The Russian government revoked the citizenship of ICIJ member and IStories founder Roman Anin in December, accusing his outlet of fabricating reports on war crimes committed by Russian soldiers in Ukraine. Yet Anin, who was born in Moldova and acquired Russian citizenship in 2006, remains steadfast in his reporting.
“It will not affect my work in any way,” he told ICIJ.
The decision to revoke his citizenship came after Anin and his former IStories colleague Ekaterina Fomina were sentenced in absentia last year to 8.5 years in prison after reporting on Russian soldiers who killed Ukrainian civilians in the town of Andriivka, near Kyiv, in 2022. As part of the investigation, a Russian officer confessed to Fomina that his commander ordered the soldiers to kill the residents. IStories also identified paratroopers who were in the town of Bucha during another deadly massacre of Ukrainian civilians.
Reporters Without Borders (RSF), a nongovernmental organization that monitors press freedom violations, called the revocation of Anin’s citizenship an act of “transnational repression by the Russian state against journalists and independent media.”

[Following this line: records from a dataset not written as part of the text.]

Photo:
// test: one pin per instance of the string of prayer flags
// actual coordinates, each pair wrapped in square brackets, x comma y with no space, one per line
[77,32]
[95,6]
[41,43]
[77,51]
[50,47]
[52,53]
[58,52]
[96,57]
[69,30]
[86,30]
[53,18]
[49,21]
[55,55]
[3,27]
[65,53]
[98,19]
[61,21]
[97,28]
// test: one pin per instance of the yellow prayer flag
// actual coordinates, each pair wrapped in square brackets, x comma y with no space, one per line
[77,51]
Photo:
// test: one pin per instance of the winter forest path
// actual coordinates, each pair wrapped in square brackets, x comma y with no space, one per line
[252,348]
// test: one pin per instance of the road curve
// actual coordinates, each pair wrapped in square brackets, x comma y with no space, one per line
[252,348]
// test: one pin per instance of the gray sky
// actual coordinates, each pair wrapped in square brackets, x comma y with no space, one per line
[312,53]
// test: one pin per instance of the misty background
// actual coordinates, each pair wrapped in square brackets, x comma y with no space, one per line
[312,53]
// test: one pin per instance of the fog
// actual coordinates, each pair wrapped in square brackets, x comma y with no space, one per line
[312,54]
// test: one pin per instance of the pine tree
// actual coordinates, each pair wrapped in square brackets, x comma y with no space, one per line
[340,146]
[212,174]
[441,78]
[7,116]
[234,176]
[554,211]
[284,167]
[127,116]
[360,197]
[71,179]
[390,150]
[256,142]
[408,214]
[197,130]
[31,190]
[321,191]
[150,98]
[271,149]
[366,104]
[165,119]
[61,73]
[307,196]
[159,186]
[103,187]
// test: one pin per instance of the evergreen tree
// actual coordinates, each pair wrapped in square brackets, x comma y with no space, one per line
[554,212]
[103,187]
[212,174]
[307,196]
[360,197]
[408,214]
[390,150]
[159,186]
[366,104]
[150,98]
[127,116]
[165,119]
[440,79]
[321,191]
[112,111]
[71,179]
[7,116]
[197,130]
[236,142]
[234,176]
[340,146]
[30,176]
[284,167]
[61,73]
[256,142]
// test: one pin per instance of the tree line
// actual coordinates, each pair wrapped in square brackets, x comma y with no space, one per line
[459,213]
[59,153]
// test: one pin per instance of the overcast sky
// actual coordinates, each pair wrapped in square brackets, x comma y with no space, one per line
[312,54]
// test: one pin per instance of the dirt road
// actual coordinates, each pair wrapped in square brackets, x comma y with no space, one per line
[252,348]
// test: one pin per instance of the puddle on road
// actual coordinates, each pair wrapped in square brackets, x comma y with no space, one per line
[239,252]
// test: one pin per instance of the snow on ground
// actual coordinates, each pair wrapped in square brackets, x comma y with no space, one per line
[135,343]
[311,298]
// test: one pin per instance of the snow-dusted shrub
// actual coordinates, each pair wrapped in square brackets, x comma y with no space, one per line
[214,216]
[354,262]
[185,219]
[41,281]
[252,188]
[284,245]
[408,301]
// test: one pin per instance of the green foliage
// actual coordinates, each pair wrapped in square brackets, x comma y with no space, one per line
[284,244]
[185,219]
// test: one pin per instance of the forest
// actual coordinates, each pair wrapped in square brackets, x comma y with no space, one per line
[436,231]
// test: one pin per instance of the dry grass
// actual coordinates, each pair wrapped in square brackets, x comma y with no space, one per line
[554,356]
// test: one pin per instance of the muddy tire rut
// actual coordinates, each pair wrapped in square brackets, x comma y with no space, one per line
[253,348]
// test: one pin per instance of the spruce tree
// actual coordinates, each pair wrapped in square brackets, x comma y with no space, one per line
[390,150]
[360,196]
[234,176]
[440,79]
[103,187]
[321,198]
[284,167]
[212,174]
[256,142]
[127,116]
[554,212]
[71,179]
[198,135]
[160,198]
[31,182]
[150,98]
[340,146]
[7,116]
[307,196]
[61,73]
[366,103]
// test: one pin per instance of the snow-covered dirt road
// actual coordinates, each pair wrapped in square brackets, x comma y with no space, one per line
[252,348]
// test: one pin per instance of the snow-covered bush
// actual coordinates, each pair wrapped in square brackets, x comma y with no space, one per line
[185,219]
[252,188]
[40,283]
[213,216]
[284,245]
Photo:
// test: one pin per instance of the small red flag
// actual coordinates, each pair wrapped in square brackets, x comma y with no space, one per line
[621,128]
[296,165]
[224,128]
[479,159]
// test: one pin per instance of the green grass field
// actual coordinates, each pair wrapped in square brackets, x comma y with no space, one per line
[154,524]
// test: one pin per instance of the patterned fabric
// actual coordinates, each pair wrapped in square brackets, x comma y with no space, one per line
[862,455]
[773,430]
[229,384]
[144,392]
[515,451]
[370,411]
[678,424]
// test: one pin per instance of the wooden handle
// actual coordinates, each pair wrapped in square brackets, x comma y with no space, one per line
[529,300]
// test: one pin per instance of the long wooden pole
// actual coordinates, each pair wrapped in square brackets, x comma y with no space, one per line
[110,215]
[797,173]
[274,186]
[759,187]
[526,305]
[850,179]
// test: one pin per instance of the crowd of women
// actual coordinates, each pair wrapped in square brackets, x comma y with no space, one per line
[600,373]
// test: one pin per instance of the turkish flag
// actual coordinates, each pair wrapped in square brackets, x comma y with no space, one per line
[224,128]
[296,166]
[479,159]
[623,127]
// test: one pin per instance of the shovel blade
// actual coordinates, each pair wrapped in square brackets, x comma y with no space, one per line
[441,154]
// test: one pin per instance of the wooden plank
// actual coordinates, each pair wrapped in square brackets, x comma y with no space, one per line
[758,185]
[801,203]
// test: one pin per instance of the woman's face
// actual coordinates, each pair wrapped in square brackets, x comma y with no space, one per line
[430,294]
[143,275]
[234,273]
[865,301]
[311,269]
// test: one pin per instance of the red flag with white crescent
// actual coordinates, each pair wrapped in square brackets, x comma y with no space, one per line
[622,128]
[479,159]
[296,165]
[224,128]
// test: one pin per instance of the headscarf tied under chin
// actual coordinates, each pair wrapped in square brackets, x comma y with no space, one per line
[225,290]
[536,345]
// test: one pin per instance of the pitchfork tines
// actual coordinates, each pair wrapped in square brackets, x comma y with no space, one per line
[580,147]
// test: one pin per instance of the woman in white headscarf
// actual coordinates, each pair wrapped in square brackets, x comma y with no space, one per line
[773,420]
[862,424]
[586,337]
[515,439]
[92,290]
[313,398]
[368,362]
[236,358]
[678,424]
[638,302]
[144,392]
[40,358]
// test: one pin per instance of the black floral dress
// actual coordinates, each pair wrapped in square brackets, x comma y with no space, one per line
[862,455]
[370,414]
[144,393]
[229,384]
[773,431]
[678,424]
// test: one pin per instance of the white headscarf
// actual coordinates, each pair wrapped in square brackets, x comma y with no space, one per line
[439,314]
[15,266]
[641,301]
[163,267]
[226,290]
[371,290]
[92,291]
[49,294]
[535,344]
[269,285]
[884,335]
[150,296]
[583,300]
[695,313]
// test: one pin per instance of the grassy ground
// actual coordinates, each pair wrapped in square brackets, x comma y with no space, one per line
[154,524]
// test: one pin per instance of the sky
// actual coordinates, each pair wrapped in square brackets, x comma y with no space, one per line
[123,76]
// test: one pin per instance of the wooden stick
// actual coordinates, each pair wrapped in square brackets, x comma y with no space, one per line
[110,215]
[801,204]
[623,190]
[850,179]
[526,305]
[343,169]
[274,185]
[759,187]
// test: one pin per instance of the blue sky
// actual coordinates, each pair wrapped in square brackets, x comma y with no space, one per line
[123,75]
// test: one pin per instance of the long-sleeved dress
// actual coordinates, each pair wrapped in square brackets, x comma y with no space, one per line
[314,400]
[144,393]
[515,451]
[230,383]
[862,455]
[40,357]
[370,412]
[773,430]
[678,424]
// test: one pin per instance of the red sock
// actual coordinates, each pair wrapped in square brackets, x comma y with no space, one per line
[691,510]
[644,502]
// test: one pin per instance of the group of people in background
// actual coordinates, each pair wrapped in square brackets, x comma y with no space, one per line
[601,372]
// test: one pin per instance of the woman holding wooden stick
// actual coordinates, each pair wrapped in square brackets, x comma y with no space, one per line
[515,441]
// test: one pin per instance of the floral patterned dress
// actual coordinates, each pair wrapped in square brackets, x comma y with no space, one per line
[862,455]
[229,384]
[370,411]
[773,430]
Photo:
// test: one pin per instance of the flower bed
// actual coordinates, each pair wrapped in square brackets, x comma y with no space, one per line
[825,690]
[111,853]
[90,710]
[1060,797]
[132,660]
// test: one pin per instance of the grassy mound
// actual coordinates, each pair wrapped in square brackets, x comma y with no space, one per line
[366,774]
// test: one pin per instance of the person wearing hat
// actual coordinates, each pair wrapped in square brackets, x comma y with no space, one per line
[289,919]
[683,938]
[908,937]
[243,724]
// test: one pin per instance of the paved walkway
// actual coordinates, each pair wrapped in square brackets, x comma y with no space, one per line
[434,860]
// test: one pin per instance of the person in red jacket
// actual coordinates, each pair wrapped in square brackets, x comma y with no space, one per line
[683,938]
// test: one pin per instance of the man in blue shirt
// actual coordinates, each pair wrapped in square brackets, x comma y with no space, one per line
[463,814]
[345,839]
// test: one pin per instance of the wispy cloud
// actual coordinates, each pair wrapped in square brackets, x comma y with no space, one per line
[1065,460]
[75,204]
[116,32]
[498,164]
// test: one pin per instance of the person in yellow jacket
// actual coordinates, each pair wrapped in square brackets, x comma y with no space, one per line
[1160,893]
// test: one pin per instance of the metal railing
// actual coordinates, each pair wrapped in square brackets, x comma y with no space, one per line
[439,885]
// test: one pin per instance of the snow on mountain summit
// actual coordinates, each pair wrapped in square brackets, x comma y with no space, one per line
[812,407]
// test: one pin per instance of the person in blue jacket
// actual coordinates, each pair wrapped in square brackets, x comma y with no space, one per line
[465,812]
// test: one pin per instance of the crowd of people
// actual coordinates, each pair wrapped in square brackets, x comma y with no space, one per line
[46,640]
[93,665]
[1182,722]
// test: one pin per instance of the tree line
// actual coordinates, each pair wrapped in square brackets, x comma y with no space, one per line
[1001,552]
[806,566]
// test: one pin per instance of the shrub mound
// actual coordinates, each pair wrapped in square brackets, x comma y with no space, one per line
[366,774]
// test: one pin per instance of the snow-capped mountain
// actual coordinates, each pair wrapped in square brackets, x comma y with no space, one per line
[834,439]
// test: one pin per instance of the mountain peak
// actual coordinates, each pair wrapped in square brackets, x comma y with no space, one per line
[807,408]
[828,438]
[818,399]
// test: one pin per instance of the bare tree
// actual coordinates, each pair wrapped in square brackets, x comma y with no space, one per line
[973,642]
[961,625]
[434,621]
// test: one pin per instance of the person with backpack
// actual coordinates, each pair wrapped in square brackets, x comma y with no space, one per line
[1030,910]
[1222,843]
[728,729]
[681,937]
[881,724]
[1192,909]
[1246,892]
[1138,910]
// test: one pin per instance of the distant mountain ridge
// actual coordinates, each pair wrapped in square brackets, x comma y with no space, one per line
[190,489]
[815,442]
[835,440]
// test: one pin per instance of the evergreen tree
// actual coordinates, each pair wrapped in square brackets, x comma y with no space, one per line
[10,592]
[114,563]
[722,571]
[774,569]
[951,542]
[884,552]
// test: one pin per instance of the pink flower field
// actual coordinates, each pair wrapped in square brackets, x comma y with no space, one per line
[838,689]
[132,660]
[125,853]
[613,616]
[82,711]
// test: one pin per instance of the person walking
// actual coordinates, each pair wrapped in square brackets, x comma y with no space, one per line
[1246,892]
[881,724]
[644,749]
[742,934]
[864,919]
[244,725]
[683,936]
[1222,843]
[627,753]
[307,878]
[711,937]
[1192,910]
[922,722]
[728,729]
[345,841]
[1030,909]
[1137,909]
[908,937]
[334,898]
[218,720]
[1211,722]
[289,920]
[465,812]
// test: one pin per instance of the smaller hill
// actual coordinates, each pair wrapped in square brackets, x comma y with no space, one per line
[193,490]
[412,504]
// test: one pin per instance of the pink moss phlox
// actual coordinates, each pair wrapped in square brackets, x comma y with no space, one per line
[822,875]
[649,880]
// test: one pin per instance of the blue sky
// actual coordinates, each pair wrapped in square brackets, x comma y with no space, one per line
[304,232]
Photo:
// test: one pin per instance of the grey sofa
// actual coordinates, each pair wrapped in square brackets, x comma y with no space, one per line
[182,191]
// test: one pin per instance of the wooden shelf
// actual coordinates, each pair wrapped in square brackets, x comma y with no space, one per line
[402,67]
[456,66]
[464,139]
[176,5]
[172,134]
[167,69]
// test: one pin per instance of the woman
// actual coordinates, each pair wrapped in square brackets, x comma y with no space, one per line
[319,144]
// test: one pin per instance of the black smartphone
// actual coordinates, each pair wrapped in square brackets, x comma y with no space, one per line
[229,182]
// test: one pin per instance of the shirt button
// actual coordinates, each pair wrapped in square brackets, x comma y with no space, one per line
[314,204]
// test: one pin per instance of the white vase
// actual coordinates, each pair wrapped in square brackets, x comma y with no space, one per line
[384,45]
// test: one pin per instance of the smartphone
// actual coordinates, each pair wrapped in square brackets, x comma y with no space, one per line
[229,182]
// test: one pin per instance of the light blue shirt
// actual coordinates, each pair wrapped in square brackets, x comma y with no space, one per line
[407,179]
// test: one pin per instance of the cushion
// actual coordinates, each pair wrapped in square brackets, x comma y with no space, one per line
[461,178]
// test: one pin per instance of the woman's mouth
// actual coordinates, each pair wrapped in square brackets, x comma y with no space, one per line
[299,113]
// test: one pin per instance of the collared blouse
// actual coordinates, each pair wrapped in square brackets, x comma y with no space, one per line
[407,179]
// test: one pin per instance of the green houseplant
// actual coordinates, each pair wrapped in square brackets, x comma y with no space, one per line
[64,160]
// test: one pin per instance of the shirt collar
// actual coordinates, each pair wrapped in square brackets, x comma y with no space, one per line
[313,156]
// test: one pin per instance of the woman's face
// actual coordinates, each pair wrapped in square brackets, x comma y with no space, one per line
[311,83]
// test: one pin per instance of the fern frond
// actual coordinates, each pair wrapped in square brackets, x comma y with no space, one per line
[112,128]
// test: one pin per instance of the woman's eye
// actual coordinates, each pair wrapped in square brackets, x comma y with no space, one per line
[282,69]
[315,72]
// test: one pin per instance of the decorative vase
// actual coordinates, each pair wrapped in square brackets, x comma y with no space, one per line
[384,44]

“By stripping Anin of his citizenship, the Kremlin is not merely punishing dissenting journalism — it is escalating a strategy of intimidation that reaches journalists in their places of exile,” Jeanne Cavalier, head of RSF’s Eastern Europe and Central Asia desk, wrote in a statement to ICIJ.
“[The] Kremlin is not merely punishing dissenting journalism — it is escalating a strategy of intimidation that reaches journalists in their places of exile.”
— head of RSF’s Eastern Europe and Central Asia desk Jeanne Cavalier
The citizenship dispute is not Anin’s first clash with Russian authorities. In 2021, Federal Security Service officers raided his home after he wrote about a luxury yacht used by the wife of one of Vladimir Putin’s allies. He left the country shortly after the incident and has not returned to Russia since. Then, the Russian government designated Anin as a “foreign agent.” In 2022, the government designated IStories as an “undesirable” organization, criminalizing any collaboration with the outlet or interaction with its content.
As part of its efforts to suppress negative coverage of Russia’s war in Ukraine, the Russian parliament adopted two laws in 2022 criminalizing the spread of “fakes” and the act of “discrediting” the army. Then, in 2023, the government passed a law allowing the revocation of acquired citizenship for the same offenses.
Though Russian authorities have attempted to restrict Anin’s work countless times over the years, it is clear that “repressions are intensifying,” he said.
Russia fell to its lowest ranking in the RSF press freedom index in 2025 amid its most intense crackdown on independent media since the fall of the Soviet Union. Russia was second only to China in the number of reporters behind bars.
Despite the Russian government’s pressure campaign against independent media, IStories is on a mission.
“Imagine history without all the facts,” Anin said. “We are preserving the history, and this is one of the major roles that we play.” Anin referenced the outlet’s coverage of Russian authorities’ deportation of Ukrainian orphans in occupied territories as an example.
Anin said that the government is using passport denials and citizenship revocations as a “weapon against its opponents,” but he is not entirely dissatisfied with what has happened to him.
“Look at what Russia is today. It’s a country that is bombing Ukraine … committing horrible war crimes every week,” Anin said. “If such a state revokes someone’s citizenship, well then it means that I’m on the right side of history.”